Most of the changes relate to wording within the report, as well as some modest changes to the proposals map as a result of the recommendations. The vast bulk of the changes aren’t worth covering in detail, but there were also more substantial changes outlined by the inspector.

Recommended changes from the Deposit LDP


  • An alternative site at Llangewydd Road, Cefn Glas has been included for housing development. (228 dwellings)
  • Reduced housing allocation at Porthcawl Waterfront from 1,350 to 1,050.
  • Increased housing allocations at (not a conclusive list):
    • Parc Derwen (+15)
    • Waterton Lane, Bridgend (+48)
    • North East Brackla/Brackla Industrial Estate (+200)
    • Parc Afon Ewenni (+100)
    • Maesteg Road, Tondu (+102)
    • Coronation Works, Evanstown (+11)
    • Y Parc, Maesteg (+31)

Employment & Economic Development
  • The total amount of vacant employment land has been reduced to 120 hectares, but it’s said even this would result in a “generous surplus”.
  • Land for employment use at Waterton has been reduced by more than half.
  • Land at Ty Draw Farm for employment use has been reduced by two thirds.
  • Development of Island Farm is said to be “uncertain”, with a lack of evidence that the scheme is “deliverable”. However, no changes are outlined, while proposals to adopt a “more flexible (development) policy” there have been dismissed.
  • It’s said there were “deficiencies” in the CACI retail needs report, and Bridgend town centre’s retail needs might have been under-stated. However, the inspector believes there’s little need for an additional supermarket in Bridgend itself (mooted for the Police HQ), especially with the plans in Porthcawl.

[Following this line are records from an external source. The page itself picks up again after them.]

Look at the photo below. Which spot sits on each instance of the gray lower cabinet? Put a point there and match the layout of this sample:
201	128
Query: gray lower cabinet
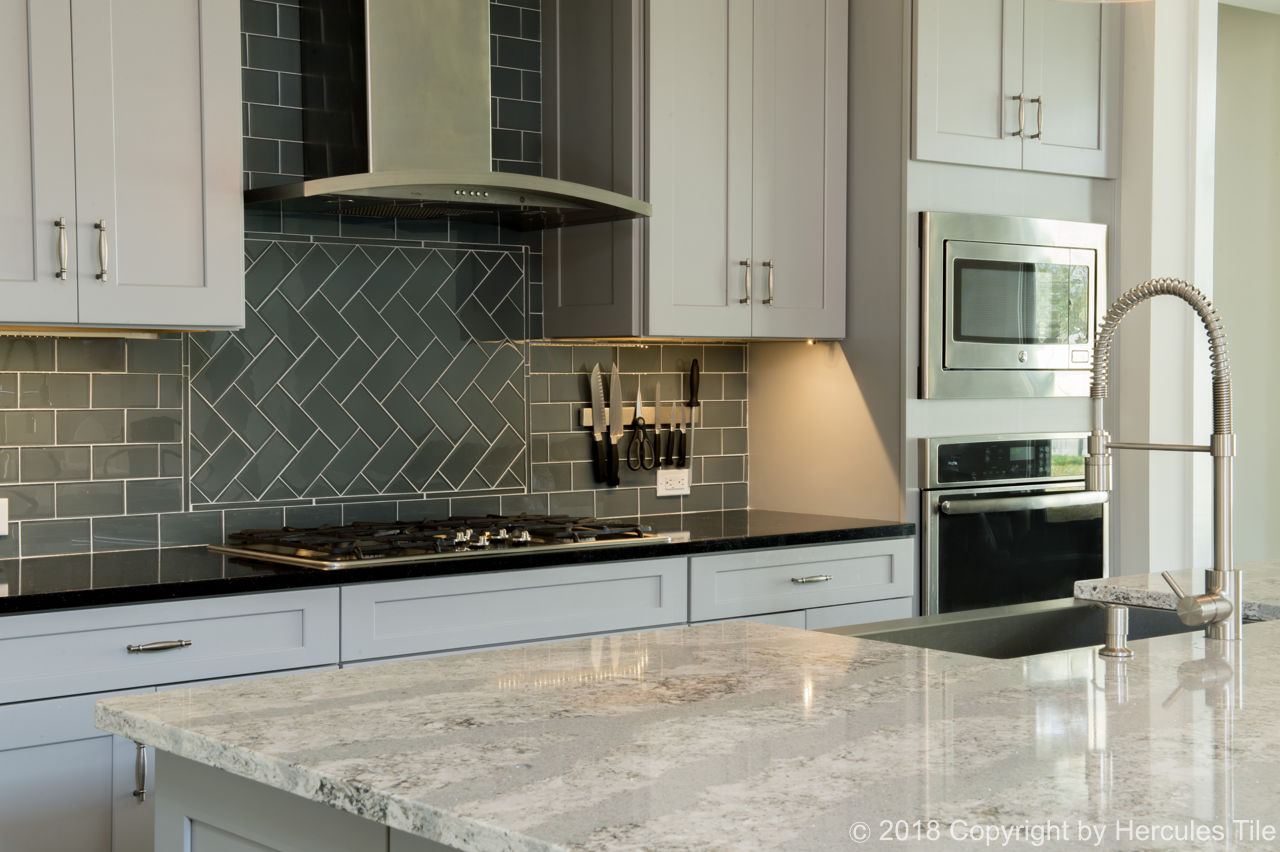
67	786
120	186
837	583
433	614
55	777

  • It’s made clear that there are no plans for a park and ride site on Cefn Hirgoed Common near J36 of the M4, instead there’ll be “park and share” lay-bys, with a similar scheme mooted for J35 in Pencoed too.
  • It appears as if the Garw Valley railway corridor has been protected from development, and there are proposals for a heritage railway there.

Environment & Minerals
  • There were disputes between the council and industry over aggregates reserves in the county, in part to cover a projected shortfall in the Vale of Glamorgan. The inspector recommends that the passages in question be changed to be “more general” so it doesn’t pre-judge the VoG’s own LDP.
  • The policy relating to gas extraction should be modified to include all forms of gas, not just coal bed methane. There’s currently a “fracking” test-drill site proposed on the outskirts of Merthyr Mawr, as well as one in the Maesteg area.
  • Policies relating to coal mining – BCBC’s general presumption that coal extraction is “unacceptable” – and in relation to the (controversial) MTAN 2, were said to be “vague or ill-defined”.
  • The inspector proposed amendments to precisely where wind-farm developments can be located, after the submitted proposals were dubbed “incoherent” as the wording both allowed and prevented developments outside a “Specific Search Area”.


Island Farm is beginning to worry me. I still support the principle of the “sports village”, but seeing as there’s no likely tenant for the main stadium, Bridgend Ravens seem quite happy at the Brewery Field and Penybont FC have set up a permanent-looking home in Bryntirion, the chances of this development coming to be are receding.

Although the inspector implies the Island Farm plans should remain as they are, I think the proposals will have to change to make it viable – probably dropping the main stadium or reducing the overall size of the development. But if it changes to include housing, a lot of goodwill HD Ltd received when they put the proposals forward will evaporate.

On housing in general, like elsewhere in Wales, Bridgend has increased its housing allocations. I think it was sensible to reduce the numbers of houses planned in the Porthcawl regeneration area, as those levels of development (in the current economic climate) are optimistic. I still think the figure’s too high, to be honest. I don’t see where all these extra residents are coming from, I don’t see how they’re going to get built in the timescales put forward, and I don’t see the likes of Parc Afon Ewenni getting developed any time soon. Parc Derwen’s taking long enough.

In the end it looks as though there haven’t been any major issues with Bridgend’s LDP, and it’s likely to be adopted by Bridgend Council later this year – thus coming into legal effect.